Inspiration and Its Implications

Inspiration and Its Implications March 11, 2014

All traditional church confessions and bodies at some place affirm the “inspiration” of Scripture, but it is not always clear what that might mean when it comes to reading it or listening to it. Does it make the Bible unlike all other books in all ways? in some ways? and how so?

Michael Graves has asked this set of questions and has sought to answer that same set of questions by exploring how the church fathers looked at the inspiration of Scripture (The Inspiration and Interpretation of Scripture). (We need a similar book on Judaism contemporary to the 1st Century because as the gospel moved into the Roman and Greek worlds it began more and more to move away from the Jewish world, and a sketch of the Jewish evidence would provide for an important historical comparison.) Graves has given to professors and pastors alike a richly resourced study of how the church fathers approached and interpreted the Bible. I recommend this book for all libraries.

Graves develops (more or less) seventeen theses, each richly supported by evidence from the church fathers (Yes, he moans over the suppression or absence of church mother voices). His approach is to ask what the entailments (or implications) of inspiration were, that is, if one believed the Bible was inspired, what did that mean as one read it? What were the ideas associated with believing in inspiration?

(No one I suppose believed each of these with the same emphases, nor can I develop each of the points Graves makes here. A list gives a powerful set of images for us to see how the fathers thought about Scripture. Can anyone deny these elements are bits of historic orthodox thinking about Scripture?)

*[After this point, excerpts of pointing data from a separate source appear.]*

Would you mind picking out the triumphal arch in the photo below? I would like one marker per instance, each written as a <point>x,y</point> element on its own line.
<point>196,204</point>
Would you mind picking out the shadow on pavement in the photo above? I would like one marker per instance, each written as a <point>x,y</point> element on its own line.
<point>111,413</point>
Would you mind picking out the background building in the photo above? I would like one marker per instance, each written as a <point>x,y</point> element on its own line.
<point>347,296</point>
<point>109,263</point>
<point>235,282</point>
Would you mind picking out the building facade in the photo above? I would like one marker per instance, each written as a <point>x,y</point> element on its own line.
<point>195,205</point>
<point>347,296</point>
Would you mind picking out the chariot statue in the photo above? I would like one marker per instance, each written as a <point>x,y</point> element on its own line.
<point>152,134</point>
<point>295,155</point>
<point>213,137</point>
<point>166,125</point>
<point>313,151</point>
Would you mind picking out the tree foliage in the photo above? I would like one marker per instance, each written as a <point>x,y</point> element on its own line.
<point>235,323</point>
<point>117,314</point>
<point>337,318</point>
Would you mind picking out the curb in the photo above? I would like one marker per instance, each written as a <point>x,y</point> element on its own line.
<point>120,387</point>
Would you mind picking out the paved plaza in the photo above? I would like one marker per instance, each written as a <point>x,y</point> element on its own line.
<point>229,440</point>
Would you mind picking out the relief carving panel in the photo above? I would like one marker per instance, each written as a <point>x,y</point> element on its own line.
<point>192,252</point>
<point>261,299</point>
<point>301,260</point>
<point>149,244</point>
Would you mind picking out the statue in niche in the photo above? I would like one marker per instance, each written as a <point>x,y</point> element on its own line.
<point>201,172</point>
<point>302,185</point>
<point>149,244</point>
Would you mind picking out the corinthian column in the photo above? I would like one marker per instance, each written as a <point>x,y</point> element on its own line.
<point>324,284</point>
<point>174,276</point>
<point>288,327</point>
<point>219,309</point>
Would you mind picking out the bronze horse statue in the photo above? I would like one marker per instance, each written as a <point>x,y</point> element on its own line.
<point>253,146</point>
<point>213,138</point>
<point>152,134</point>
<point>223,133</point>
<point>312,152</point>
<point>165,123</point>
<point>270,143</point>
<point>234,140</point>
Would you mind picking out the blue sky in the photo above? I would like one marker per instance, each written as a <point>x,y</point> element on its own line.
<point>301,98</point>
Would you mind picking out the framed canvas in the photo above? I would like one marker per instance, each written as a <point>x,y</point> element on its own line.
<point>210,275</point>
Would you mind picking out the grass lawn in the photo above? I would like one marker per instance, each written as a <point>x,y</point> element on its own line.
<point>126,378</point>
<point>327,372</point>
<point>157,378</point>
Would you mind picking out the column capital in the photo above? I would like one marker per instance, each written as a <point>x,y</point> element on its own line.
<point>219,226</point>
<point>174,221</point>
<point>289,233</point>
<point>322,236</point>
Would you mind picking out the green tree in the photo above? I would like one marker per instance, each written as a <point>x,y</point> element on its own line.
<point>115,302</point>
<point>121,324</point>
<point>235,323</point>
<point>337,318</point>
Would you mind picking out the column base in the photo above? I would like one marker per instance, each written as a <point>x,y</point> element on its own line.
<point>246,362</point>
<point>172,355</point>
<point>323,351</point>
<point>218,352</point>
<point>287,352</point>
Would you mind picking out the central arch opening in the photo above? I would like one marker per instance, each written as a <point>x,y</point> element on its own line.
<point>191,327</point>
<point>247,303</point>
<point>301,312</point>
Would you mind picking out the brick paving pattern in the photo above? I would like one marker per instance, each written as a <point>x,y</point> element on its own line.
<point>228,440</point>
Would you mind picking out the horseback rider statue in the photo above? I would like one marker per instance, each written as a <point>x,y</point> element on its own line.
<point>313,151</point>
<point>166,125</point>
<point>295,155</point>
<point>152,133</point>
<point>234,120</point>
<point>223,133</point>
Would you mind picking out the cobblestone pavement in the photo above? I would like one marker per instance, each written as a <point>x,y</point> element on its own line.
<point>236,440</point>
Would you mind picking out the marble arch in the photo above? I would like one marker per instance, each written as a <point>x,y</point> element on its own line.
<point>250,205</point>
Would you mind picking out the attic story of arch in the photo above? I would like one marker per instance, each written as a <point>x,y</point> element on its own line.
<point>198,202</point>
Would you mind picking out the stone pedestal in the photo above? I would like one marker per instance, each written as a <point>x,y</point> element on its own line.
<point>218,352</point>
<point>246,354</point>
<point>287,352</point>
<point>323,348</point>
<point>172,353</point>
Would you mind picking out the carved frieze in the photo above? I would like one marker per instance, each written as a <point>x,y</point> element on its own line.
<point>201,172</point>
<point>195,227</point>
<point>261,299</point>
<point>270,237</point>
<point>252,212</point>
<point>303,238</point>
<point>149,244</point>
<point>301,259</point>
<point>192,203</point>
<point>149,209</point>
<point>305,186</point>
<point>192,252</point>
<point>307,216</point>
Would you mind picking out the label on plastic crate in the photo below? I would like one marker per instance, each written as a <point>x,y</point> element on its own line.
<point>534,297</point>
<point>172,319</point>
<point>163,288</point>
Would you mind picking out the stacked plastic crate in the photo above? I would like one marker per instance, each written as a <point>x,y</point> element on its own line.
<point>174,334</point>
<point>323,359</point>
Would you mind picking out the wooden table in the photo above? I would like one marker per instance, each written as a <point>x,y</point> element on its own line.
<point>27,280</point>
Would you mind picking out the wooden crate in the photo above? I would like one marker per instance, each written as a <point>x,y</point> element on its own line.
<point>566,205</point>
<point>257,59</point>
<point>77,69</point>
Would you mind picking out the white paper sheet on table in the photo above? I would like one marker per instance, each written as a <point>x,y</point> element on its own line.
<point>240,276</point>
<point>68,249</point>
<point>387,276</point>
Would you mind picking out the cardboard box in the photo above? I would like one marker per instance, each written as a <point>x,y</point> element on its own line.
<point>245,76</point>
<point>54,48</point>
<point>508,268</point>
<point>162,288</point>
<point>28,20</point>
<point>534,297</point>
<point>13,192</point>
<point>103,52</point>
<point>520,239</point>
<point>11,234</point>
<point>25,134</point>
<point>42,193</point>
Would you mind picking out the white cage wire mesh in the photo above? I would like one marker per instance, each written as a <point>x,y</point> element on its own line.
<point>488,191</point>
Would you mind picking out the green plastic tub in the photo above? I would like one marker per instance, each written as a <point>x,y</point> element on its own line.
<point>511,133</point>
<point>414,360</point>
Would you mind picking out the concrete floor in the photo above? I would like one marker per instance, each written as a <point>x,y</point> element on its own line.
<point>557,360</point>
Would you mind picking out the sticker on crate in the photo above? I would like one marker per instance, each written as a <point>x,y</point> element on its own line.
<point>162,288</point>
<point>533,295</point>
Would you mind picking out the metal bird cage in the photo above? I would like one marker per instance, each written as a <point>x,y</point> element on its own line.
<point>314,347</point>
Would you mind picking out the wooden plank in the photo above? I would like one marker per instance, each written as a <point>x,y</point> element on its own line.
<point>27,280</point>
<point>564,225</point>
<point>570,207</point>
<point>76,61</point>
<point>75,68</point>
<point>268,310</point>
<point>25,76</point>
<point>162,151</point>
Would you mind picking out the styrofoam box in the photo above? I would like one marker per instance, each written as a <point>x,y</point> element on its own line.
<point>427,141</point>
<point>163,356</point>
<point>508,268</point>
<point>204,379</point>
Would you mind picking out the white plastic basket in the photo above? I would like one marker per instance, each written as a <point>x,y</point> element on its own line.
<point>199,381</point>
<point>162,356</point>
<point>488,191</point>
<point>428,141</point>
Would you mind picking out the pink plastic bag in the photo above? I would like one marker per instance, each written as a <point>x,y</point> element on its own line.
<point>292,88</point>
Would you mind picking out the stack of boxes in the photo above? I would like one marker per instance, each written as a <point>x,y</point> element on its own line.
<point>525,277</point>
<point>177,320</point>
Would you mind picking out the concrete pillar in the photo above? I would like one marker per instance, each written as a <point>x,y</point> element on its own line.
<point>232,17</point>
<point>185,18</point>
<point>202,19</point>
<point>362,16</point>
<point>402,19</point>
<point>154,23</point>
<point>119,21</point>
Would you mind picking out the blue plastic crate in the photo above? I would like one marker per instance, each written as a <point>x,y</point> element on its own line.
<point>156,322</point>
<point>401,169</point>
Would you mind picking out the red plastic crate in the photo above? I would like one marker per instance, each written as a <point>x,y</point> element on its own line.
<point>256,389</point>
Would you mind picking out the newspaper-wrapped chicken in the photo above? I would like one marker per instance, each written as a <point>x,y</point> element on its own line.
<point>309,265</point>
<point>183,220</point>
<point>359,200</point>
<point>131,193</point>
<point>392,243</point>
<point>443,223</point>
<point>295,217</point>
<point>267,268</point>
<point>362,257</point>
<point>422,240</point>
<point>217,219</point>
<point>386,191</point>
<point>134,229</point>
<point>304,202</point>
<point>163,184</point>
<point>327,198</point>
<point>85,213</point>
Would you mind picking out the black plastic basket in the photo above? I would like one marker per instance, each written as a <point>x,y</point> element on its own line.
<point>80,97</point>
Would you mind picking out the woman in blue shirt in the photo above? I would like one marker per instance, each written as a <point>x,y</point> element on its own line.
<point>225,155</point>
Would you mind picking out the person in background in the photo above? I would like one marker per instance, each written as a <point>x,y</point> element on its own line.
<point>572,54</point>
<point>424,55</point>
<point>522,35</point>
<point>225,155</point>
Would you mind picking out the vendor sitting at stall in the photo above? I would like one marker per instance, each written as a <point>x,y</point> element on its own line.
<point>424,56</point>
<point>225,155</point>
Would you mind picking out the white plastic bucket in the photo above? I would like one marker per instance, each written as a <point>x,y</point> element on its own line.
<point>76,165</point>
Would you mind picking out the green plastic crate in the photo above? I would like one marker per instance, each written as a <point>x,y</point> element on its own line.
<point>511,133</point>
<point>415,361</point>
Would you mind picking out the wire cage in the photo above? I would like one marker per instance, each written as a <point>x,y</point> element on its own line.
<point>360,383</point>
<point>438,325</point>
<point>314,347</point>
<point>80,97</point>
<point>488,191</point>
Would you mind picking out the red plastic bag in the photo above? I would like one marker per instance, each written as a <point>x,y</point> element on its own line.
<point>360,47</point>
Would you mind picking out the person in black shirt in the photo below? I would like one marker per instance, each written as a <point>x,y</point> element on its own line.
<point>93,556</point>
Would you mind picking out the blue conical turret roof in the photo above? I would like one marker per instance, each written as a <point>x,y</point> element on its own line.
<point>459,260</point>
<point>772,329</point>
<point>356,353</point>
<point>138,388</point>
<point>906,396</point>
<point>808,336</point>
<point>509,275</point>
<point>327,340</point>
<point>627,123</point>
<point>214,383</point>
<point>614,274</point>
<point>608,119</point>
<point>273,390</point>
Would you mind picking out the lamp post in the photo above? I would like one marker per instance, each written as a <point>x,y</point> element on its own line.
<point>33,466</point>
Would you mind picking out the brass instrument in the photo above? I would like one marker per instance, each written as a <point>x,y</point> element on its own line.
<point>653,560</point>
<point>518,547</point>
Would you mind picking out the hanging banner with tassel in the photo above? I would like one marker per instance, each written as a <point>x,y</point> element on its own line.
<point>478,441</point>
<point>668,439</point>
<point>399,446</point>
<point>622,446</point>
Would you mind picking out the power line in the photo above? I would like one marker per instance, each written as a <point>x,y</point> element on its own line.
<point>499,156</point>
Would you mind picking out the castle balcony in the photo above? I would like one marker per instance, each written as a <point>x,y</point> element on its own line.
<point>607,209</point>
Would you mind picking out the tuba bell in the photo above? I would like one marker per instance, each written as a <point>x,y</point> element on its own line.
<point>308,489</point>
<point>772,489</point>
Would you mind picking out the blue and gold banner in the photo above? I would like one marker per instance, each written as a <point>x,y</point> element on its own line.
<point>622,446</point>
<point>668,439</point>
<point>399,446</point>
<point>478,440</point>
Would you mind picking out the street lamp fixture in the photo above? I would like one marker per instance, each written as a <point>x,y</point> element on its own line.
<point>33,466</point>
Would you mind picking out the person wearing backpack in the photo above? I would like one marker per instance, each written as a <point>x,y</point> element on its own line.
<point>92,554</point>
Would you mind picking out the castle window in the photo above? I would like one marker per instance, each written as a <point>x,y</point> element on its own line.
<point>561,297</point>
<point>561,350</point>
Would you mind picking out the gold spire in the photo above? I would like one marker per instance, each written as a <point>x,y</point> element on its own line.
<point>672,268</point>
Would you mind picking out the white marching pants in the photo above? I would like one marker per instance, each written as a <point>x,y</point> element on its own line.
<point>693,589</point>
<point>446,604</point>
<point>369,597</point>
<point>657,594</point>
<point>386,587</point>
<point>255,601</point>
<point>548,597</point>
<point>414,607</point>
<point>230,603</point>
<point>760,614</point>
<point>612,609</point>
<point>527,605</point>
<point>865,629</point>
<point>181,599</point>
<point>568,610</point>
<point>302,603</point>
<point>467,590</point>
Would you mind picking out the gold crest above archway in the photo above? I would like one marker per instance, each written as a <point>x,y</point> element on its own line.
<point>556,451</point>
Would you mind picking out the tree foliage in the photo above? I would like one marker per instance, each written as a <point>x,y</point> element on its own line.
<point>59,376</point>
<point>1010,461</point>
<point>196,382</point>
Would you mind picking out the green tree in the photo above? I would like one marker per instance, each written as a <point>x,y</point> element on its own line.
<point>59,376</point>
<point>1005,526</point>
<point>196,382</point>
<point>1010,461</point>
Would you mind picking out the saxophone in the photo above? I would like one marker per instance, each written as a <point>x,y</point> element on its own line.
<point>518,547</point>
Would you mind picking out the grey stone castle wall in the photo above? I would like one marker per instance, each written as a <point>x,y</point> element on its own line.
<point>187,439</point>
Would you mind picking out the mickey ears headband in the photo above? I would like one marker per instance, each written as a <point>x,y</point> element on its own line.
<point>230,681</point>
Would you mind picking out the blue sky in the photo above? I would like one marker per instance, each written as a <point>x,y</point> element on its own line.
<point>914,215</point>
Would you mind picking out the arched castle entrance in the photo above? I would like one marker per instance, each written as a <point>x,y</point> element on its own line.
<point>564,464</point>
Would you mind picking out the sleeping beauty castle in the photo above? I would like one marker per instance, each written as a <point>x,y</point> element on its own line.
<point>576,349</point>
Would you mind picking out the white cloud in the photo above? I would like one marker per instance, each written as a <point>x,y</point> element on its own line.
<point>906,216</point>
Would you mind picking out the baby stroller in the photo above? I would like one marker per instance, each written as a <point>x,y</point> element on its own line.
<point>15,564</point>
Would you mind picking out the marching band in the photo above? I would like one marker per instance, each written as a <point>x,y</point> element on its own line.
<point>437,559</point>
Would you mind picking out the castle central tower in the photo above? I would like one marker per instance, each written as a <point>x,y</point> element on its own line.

1. Useful for instruction.

2. Every details is meaningful.

3. Solves every problem we might put to it. Graves points out they did not think the Bible solves everything though a few did. In other words, some thought the Bible talked about what it talked about but not all we’d like it talk about. They thought it told us what they needed to know about how to live before God.

4. Biblical characters are examples for us to follow.

5. Supreme authority in Christian belief and practice. It is the highest authority over all other sources, including nature and church theologians.

6. Divine illumination is required for biblical interpretation. I find this element in Graves’ book a major help for all of us… the fact is that they believed only the spiritual could get to the bottom of God’s revelation in Scripture.

7. Scripture has multiple senses.

8. Accurately predicted the future, especially about Jesus.

9. Speaks in riddles and enigmas.

10. Etymologies convey meaning.

11. God is directly and timelessly the speaker in Scripture. Yet, it is clear that while some thought God alone is the speaker, others kept that balanced with the human author (Antiochenes).

12. Represent stylistically fine literature.

13. Events actually happened. Yet among Christians — as among Jews of that time — some “events” were not seen as historical — say the Garden of Eden and what happened there (see Origen, Didymus the Blind, Ambrose). The Antiochenes disagreed on the Garden of Eden and its events. Though the Antiochenes could call into question the historicity of Job.

14. No errors in its facts. They did see problems but they thought they could be resolved. Origen was more redaction-critical on the Gospels in seeing more theology at work than just history. Augustine thought both the Hebrew and Greek of the OT were inspired. Some conceded minor discrepancies (Tertullian).

15. Does not conflict with “pagan” learning.

16. The original text is authoritative.

17. Internally consistent.

18. Does not deceive.

19. Agrees with a recognized external authority.

20. Teachings must be worthy of God.

Yet, Graves’ conclusion is quick to point out diversity within the church fathers so much so that no one can claim absolute continuity with the church fathers. We affirm and disagree with the fathers in differing ways.  The ad litteram focus of much of modern Christianity’s Bible reading (grammatical, etc) is in tension with the fathers. Contemporary meaningfulness can be ignored and applications today are often seen as authoritative as Scripture itself.

In particular, we can learn how they focused Scripture: on its value for church life and belief. They focused on Jesus, Scripture was read in the context of the church’s faith, it was worthy of God, and they believed divine illumination was necessary for biblical interpretation. Graves, too, contends there is no way — neither through church authorities, tradition or grammatical exegesis — to eliminate subjectivity in interpretation. The locus then can’t be shifted from the individual as each of us in community seeks to discern God’s will. Variety in interpretation then is of value to the church.